Wir laden herzlich zum CASA Invited Talk am Donnerstag, den 5. Februar 2026 ein. Die CASA Invited Talks dauern in der Regel etwa eine Stunde und werden von einer offenen Diskussion mit dem Publikum gefolgt. Die Reihe zielt darauf ab, den Dialog zu fördern und neue Perspektiven in der Cybersicherheitsforschung zu eröffnen.
When: 05.02.2026, 10:00 Uhr
Where: Open Space, MC (EG)
Abstract: The wide adoption of deep neural networks (DNNs) raises the question of how can we equip them with a desired cryptographic functionality (e.g, to decrypt an encrypted input, to verify that this input is authorized, or to embed a secret backdoor which alters the DNN's normal operation). The problem is that cryptographic primitives are typically designed to run on digital computers that use Boolean gates to map sequences of bits to sequences of bits, whereas DNNs are a special type of analog computer that uses linear mappings and ReLUs to map vectors of real numbers to vectors of real numbers. This discrepancy between the discrete and continuous computational models raises two fundamental questions: How can we implement standard cryptographic primitives as DNNs, and whether DNN implementations of secure cryptosystems remain secure in the new setting, in which an attacker can ask the DNN to process a message whose ``bits'' are arbitrary real numbers. In this paper we lay the foundations of this new area of research, defining the meaning of correctness and security for implementations of cryptographic primitives as ReLU-based DNNs. We then show that the natural implementations of block ciphers as DNNs can be broken in linear time by using such nonstandard inputs (this attack was experimentally tested in the case of full round AES-128, and had 100% success rate). Finally, we develop a new method for implementing any desired cryptographic functionality as a standard ReLU-based DNN in a provably secure and correct way. Our novel protective technique has very low overhead (a constant number of additional layers and a linear number of additional neurons), and is completely practical.

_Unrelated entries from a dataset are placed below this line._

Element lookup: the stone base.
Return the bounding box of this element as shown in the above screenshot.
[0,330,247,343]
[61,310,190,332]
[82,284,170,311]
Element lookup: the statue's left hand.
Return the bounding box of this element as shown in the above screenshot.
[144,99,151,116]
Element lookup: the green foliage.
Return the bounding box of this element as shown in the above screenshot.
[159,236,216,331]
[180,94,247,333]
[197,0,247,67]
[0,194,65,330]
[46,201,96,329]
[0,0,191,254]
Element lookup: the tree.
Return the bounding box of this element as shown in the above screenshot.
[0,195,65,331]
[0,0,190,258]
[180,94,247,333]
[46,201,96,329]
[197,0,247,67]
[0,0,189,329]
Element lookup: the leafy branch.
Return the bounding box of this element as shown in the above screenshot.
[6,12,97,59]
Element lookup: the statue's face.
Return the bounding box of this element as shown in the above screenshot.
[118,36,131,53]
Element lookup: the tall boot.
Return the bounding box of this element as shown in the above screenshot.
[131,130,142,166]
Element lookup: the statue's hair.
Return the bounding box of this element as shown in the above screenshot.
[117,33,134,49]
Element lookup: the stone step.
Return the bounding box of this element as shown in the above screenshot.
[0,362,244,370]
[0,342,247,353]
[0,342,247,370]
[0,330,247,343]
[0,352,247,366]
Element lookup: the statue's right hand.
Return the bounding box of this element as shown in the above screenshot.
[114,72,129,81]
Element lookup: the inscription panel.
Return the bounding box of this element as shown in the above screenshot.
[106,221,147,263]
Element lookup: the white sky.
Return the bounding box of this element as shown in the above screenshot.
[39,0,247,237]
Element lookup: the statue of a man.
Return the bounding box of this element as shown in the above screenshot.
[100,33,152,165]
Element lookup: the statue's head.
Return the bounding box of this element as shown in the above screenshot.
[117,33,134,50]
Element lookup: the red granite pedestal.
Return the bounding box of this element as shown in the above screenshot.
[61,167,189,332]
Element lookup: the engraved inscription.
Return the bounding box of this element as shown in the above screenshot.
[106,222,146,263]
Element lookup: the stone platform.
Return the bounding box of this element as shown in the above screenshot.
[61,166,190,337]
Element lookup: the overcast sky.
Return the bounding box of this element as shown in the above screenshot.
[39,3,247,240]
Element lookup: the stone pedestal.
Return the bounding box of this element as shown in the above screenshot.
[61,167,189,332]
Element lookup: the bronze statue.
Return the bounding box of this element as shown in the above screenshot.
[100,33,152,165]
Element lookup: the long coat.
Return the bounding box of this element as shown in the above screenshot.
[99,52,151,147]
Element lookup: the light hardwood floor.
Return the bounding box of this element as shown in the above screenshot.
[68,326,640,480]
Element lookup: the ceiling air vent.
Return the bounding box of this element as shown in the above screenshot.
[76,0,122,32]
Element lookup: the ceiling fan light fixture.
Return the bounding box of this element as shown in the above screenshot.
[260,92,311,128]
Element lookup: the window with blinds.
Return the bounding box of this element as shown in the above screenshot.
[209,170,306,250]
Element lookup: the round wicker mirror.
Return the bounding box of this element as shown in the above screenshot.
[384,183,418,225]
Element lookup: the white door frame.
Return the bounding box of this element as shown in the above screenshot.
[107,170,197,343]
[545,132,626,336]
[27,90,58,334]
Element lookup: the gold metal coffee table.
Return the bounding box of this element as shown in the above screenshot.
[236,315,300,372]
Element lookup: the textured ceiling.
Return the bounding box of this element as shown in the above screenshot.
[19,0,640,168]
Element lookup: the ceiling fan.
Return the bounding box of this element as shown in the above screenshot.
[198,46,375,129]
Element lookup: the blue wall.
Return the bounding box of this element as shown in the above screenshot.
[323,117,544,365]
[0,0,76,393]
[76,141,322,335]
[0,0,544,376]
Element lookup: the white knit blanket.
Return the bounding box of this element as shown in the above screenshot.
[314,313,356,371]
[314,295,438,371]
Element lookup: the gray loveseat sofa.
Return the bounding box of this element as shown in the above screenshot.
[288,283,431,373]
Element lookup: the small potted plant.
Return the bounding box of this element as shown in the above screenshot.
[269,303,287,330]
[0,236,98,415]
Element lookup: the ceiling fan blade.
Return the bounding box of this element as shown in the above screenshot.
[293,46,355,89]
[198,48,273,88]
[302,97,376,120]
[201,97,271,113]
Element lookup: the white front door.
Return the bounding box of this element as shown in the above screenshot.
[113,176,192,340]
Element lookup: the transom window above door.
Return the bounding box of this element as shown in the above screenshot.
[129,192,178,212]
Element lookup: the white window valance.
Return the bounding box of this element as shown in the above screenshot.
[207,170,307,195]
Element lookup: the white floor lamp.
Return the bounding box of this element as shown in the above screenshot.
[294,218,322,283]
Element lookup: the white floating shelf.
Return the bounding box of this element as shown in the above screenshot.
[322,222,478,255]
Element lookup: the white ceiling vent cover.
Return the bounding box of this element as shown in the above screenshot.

Based on joint work together with David Gerault, Anna Hambitzer, and Adi Shamir that will be presented at Eurocrypt 2026.
Bio: Eyal Ronen is a faculty member at Tel Aviv University’s School of Computer Science. My research interests are in cybersecurity and applied cryptography. I am interested in analyzing and designing real-world implementations of cryptographic and security protocols and primitives (both in software and hardware). In particular, my research spans side-channel attacks (e.g., power analysis and cache attacks), cryptographic protocols (e.g., TLS and WPA3), cryptanalysis of cryptographic primitives (e.g., AES), machine learning security, IoT security, and password-based authentication.